El hecho de que la licencia de ocupación tenga por objeto comprobar la adecuación de la obra ejecutada al proyecto para el que fue concedida la licencia municipal de edificación, no significa que deba acreditarse en la escritura de declaración de obra nueva -o en el acta de finalización de la misma- la obtención de aquella, pues la Ley 8/2007, de 28 de mayo, de Suelo (cfr. artículo 19.1), en términos similares a la Ley 6/1998, de 13 de abril, anteriormente vigente (cfr. artículo 22), se limita a exigir que en dicho título se incorpore o testimonie la certificación expedida por técnico competente acreditativa de la finalización de la obra conforme a la descripción del proyecto, certificado cuya finalidad, como declaró este Centro Directivo en su Resolución de 26 de febrero de 1996, es precisamente «la de garantizar, mediante aseveración responsable del técnico especializado, que la obra nueva que pretende acceder al Registro de la Propiedad se ajusta a las condiciones especificadas en la licencia preceptiva, pues ello, cuando la licencia se ajustó a su vez a la ordenación urbanística en vigor, supone la incorporación de dicha obra al patrimonio del propietario respectivo (arts. 23 y 37 n.º 1 L.S.)».

Si se tiene en cuenta, además: a) que el objeto del Registro de la Propiedad es la publicidad de las situaciones jurídico reales, y la adquisición del derecho de propiedad sobre la obra nueva se produce por el hecho de haberla construido con cumplimiento de los deberes propios del régimen que corresponda, en los términos dispuestos por la legislación territorial y urbanística (cfr. artículo 7. 2 de la Ley 8/2007, de Suelo), que no condiciona dicha patrimonialización al hecho de que el promotor acredite la obtención de licencia de ocupación, y b) que la norma cuestionada no tiene como finalidad directa la protección de los consumidores sino el control de la legalidad urbanística en lo atinente a los requisitos y condiciones establecidos para edificar; debe concluirse que nada autoriza a realizar una interpretación del artículo 19.1 de la Ley 8/2007, de 28 de mayo, de Suelo, de la que se desprendiera la necesidad de acreditar, en el momento de la autorización de la escritura de declaración de obra nueva otorgada por el promotor -o en el acta de fin de obra-, la previa obtención de la licencia de ocupación y primera utilización prevista en el artículo 169 de la Ley 7/2002, de 17 de diciembre, de Ordenación Urbanística de Andalucía.

Esta Dirección General ha acordado estimar el recurso interpuesto y revocar la nota de calificación recurrida, en los términos que resultan de los anteriores fundamentos.

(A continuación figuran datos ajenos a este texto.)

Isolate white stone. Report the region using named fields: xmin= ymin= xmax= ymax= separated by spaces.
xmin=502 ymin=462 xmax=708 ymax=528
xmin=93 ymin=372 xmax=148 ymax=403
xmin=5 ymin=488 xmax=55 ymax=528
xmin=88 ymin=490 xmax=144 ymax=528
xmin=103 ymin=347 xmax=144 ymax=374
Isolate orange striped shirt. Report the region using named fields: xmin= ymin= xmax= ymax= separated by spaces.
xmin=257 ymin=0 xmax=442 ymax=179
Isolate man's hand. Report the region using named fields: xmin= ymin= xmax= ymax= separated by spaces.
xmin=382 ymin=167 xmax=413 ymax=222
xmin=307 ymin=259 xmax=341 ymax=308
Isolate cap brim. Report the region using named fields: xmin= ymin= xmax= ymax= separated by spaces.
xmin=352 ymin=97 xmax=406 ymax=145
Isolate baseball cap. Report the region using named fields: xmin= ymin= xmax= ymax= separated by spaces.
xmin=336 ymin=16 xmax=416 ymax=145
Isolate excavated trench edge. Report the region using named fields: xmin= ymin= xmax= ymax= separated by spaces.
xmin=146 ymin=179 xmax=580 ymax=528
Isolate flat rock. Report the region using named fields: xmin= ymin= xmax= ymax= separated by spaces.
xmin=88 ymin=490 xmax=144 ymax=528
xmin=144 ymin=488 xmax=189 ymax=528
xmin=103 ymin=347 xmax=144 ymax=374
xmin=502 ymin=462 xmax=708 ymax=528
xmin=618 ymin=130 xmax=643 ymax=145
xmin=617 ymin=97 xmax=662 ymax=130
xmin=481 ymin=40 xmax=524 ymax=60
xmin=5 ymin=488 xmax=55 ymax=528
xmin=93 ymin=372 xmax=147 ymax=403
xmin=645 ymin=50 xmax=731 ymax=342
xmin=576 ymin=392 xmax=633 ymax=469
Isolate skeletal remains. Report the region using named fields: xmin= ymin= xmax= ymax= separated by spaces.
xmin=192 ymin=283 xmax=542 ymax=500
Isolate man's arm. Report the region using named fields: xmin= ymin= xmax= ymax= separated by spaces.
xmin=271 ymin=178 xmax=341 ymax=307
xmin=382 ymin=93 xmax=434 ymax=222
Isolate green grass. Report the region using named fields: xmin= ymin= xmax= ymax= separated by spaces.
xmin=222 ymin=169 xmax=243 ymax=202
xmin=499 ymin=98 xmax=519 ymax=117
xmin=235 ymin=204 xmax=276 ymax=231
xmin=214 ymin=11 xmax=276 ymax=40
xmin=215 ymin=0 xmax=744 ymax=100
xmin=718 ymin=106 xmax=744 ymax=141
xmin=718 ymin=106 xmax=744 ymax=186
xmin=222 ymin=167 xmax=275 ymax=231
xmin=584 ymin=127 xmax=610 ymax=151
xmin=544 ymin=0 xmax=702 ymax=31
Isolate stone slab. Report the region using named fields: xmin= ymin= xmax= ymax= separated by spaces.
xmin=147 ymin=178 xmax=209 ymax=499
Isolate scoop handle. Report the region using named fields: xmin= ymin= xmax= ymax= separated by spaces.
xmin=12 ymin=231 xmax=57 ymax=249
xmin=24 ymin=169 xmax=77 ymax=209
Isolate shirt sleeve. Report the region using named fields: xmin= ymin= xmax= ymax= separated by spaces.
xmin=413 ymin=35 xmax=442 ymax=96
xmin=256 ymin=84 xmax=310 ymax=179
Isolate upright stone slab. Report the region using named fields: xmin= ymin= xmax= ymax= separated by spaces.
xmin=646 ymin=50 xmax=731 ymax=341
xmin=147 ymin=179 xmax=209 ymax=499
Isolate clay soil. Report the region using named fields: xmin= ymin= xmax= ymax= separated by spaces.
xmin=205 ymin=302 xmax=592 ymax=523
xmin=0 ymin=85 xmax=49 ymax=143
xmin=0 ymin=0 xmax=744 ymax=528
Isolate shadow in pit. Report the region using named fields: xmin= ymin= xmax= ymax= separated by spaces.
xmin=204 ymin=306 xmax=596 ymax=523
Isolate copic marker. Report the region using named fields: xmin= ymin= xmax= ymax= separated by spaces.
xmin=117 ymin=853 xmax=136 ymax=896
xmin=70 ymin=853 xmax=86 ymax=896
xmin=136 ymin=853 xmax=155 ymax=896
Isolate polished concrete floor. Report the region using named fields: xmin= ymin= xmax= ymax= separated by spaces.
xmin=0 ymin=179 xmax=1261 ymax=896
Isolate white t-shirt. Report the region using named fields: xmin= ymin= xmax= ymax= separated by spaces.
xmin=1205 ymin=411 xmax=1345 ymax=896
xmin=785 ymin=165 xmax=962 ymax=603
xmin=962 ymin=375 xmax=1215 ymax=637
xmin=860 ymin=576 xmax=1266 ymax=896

Contra esta resolución los legalmente legitimados pueden recurrir mediante demanda ante el Juzgado de lo Civil de la capital de la provincia del lugar donde radica el inmueble en el plazo de dos meses desde su notificación, siendo de aplicación las normas del juicio verbal, todo ello conforme a lo establecido en los artículos 325 y 328 de la Ley Hipotecaria.

Madrid, 9 de enero de 2010.-La Directora General de los Registros y del Notariado, M.ª Ángeles Alcalá Díaz.